En muy pocos meses, el
mapa de Europa
había experimentado unas transformaciones tan profundas como nadie
hubiera podido imaginar. Toda la fachada atlántica del continente estaba
controlada por el
Reich, desde el Cabo Norte hasta la
Península Ibérica. La España de Franco, ideológicamente afín a los
postulados de Berlín, aseguraba un cierre sin problemas del ángulo más
meridional. Los planes de Hitler de estrangular al Imperio Británico con
la ocupación del enclave de Gibraltar no se plasmaron en la realidad,
debido a complejas causas en las que las reticencias y exigencias de
Franco para entrar en la guerra pudieron haber pesado menos que el hecho
de que Alemania obtenía de Franco fundamentales materias primas y no
estaba interesada en desplegar aquí unas fuerzas que prefería encauzar
hacia el Este, campo de actuación previsto por toda la geopolítica nazi.
Mientras tanto, una
Gran Bretaña tomada por sorpresa
parecía amenazada por una inminente ocupación. Hitler tenía
perfectamente diseñados sus planes de agresión en la Operación León
Marino. Pero era algo que el nuevo primer ministro,
Winston Churchill, rechazó rotundamente cuando clamó: "¡Lucharemos en las playas, lucharemos en los campos... Nunca nos rendiremos!".
Controlando
los países del Centro-Este del continente, se preparaba el gran momento
de la expansión del Reich hacia los espacios orientales. De momento
seguía en vigor el Pacto germano-soviético que sorprendió al mundo en
agosto de 1939 y que aseguraba evidentes beneficios a ambas partes.
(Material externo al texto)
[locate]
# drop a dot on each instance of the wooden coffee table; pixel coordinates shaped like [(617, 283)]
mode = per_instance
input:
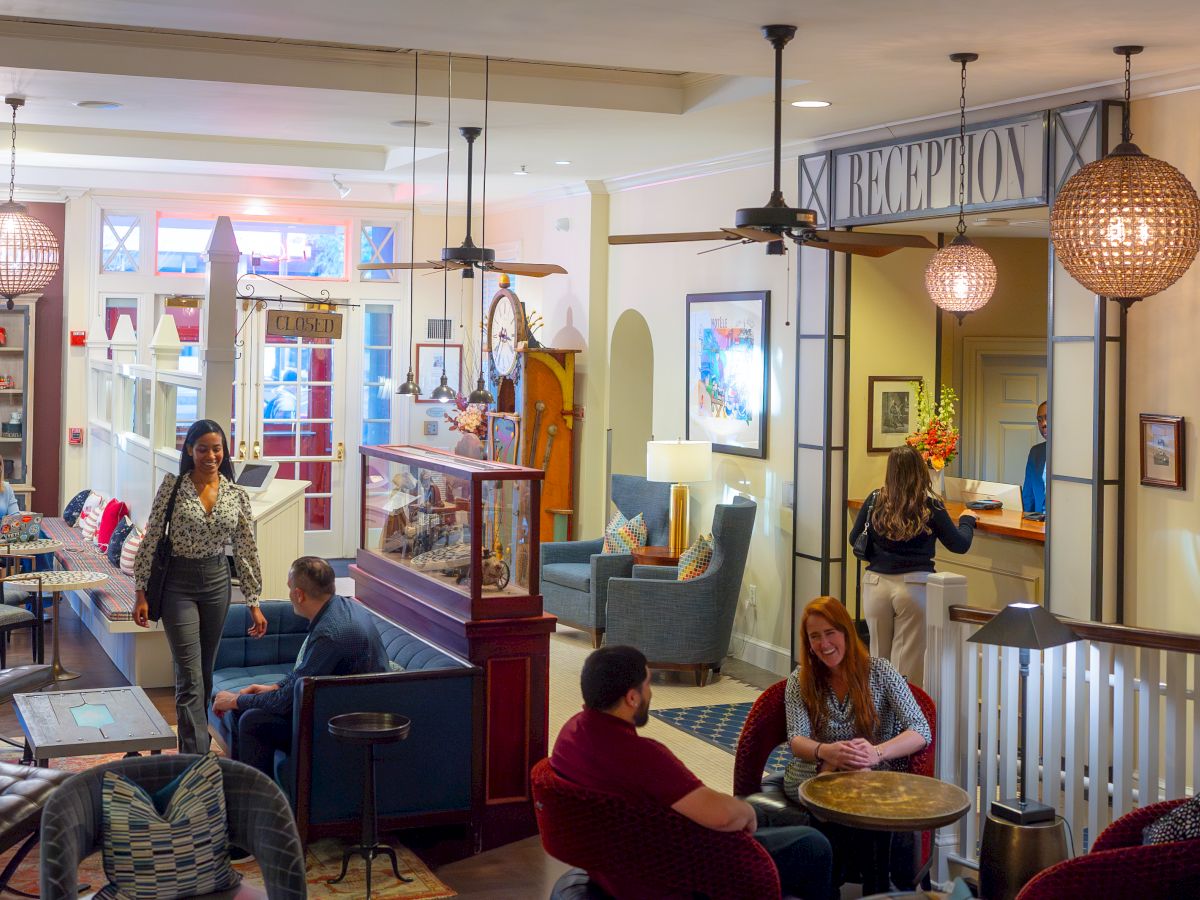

Por
él, Berlín vendía a Moscú los elementos de alta tecnología que la URSS
no producía y, como contrapartida, obtenía las materias primas que el
esfuerzo bélico consumía. Era un matrimonio de conveniencia
ideológicamente antinatural entre un nazismo y un comunismo enfrentados,
pero decididos a obtener de él las mayores ventajas. De momento, Stalin
se sentía seguro.
Mussolini, el inspirador de
Hitler ahora relegado a un papel secundario, aprovechaba de la forma más
oportunista las ventajas que el triunfante discípulo le aportaba.
Considerando la débil posición de Inglaterra, aprovechó para lanzarse
contra ella en sus posesiones del Norte de África y atacó en Etiopía.
Intentaba controlar
Egipto
-y el fundamental Canal de Suez-, Sudán y Somalia. La megalomanía del
italiano no cedía un ápice a la de su colega alemán y todo le parecía
posible. Los Balcanes se le presentaban ahora como zona de expansión
natural, iniciada el año anterior con la conquista de Albania.
Invadieron los italianos
Grecia el
28 de octubre, pero la dura resistencia del ejército heleno no tardó en
pararles. Mientras los británicos desembarcaban en Creta, Hitler se vio
obligado a remediar la situación y, el 6 de abril de 1941, lanzó su
ataque relámpago contra Yugoslavia, rápidamente ocupada y disgregada.
Una vez más, se tuvo que retrasar la gran operación de invasión de la
URSS,
Barbarroja, pieza básica de toda la política
expansiva del Reich. La ocupación de Grecia era el siguiente paso y, el
27 abril, como verdadero símbolo de los tiempos que corrían, la bandera
con la esvástica ondeaba sobre la Acrópolis de Atenas.